The Non-inferiority Stockholm III trial
Patients: Rectal Ca that was upfront resectable
○ Arms: Preop short course rads VS preop short course rads with delay VS
preop long course rads (without concurrent chemo) with delay
○ Results: No significant difference regarding time to local or distant
recurrence, recurrence- free survival, or overall survival.

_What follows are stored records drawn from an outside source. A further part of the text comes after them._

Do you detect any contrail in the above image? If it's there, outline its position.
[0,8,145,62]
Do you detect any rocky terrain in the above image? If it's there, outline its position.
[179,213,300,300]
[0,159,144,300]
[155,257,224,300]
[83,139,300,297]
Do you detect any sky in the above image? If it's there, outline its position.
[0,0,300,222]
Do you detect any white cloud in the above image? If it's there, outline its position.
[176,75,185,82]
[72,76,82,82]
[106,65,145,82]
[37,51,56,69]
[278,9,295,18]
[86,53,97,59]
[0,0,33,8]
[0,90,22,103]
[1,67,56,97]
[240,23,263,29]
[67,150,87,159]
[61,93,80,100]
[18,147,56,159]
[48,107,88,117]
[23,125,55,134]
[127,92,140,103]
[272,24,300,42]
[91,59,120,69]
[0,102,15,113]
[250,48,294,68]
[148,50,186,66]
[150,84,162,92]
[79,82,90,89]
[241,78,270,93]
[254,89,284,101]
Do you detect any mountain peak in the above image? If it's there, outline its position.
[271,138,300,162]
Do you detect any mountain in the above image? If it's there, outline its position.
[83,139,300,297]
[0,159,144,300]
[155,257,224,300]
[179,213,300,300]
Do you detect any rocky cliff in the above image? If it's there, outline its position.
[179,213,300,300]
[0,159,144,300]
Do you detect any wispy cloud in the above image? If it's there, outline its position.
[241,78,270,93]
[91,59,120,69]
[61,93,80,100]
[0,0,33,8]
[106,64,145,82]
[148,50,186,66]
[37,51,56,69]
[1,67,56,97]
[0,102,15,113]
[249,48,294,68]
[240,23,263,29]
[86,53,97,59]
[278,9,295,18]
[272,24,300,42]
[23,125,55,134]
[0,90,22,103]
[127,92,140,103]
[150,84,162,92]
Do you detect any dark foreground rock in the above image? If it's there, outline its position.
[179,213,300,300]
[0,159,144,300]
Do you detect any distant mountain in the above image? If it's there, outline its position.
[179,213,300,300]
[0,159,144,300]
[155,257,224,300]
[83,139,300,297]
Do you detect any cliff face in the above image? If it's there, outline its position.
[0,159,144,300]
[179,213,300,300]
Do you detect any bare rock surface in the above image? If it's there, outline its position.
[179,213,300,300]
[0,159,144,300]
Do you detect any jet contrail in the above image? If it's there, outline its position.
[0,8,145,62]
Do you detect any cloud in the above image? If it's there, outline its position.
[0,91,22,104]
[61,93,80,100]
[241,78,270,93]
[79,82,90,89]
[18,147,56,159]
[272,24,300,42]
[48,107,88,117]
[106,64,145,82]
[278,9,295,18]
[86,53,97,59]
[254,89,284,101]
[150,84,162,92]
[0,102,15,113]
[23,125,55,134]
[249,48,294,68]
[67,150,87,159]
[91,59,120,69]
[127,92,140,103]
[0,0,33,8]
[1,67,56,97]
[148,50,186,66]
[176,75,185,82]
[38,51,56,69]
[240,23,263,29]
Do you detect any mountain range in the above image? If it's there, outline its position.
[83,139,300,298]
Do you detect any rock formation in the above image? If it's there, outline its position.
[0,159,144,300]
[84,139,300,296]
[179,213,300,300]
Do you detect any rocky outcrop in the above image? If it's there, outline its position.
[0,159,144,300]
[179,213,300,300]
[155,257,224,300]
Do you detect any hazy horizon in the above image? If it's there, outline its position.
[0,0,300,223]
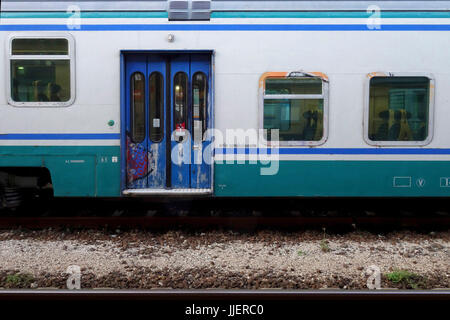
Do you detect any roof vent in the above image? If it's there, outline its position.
[167,0,211,21]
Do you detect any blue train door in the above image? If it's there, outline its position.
[124,53,212,194]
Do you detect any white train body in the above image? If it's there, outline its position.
[0,1,450,197]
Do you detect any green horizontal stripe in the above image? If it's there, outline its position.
[211,11,450,19]
[0,11,450,19]
[0,11,168,19]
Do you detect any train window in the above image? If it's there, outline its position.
[149,72,164,142]
[11,38,69,55]
[192,72,208,142]
[173,72,188,142]
[366,76,434,145]
[262,73,328,145]
[130,72,145,143]
[8,36,75,106]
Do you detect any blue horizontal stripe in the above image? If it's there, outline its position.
[0,11,450,19]
[0,133,120,140]
[214,147,450,155]
[0,24,450,31]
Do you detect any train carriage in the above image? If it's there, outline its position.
[0,0,450,205]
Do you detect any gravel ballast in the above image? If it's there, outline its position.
[0,229,450,289]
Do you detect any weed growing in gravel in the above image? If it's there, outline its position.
[297,250,306,257]
[5,273,34,288]
[320,239,331,252]
[320,228,331,252]
[386,270,423,289]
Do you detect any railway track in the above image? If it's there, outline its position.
[0,216,450,230]
[0,289,450,301]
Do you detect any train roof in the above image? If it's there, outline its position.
[1,0,450,15]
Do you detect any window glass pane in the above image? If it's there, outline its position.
[369,77,430,141]
[264,99,323,141]
[11,39,69,55]
[131,72,145,142]
[149,72,164,142]
[173,72,188,141]
[265,77,322,94]
[11,60,70,102]
[192,72,208,142]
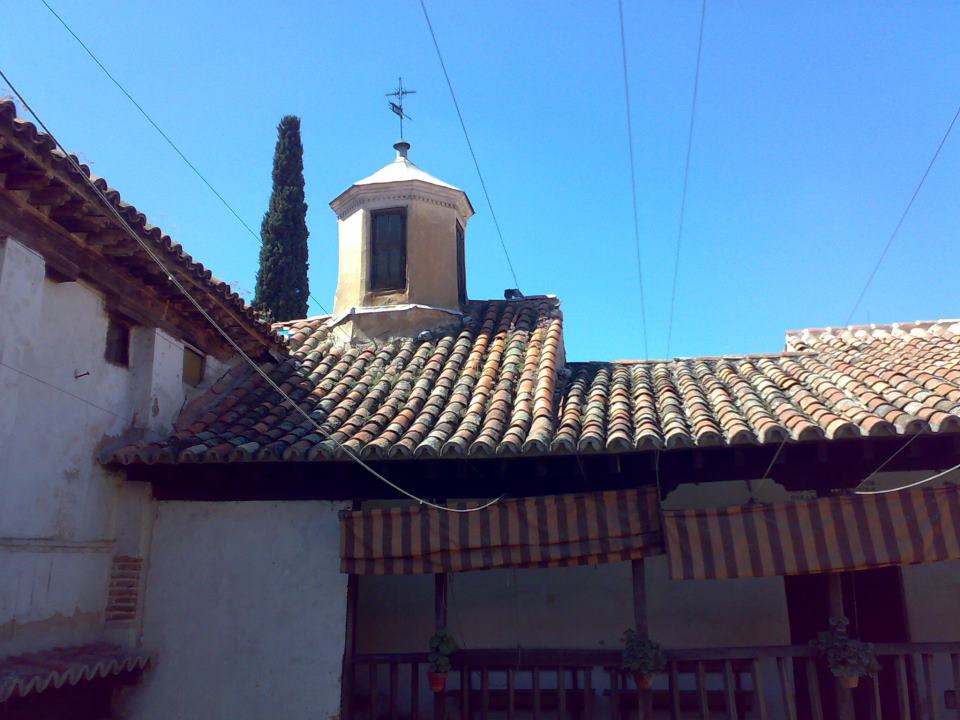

Bottom line: Instead of OR within 10 days of RT, we now say within 8 weeks.
Rapido (Lancet 2021)
NeoAdj Rectal
Include in-depth inclusion criteria
Pop: Rectal Ca, distal extension less than 16 cm from anal verge
Has MRI with a high risk feature: cT4a; cT4b; extramural vascular invasion (EMVI); cN2 (4 or more nodes); involved mesorectal fascia (tumour or lymph node ≤1 mm from the
mesorectal fascia = CRM compromised); or enlarged lateral lymph nodes considered to be metastatic
I/C: image
Primary outcome DRTF = Disease-related treatment failure (does not include all cause mort)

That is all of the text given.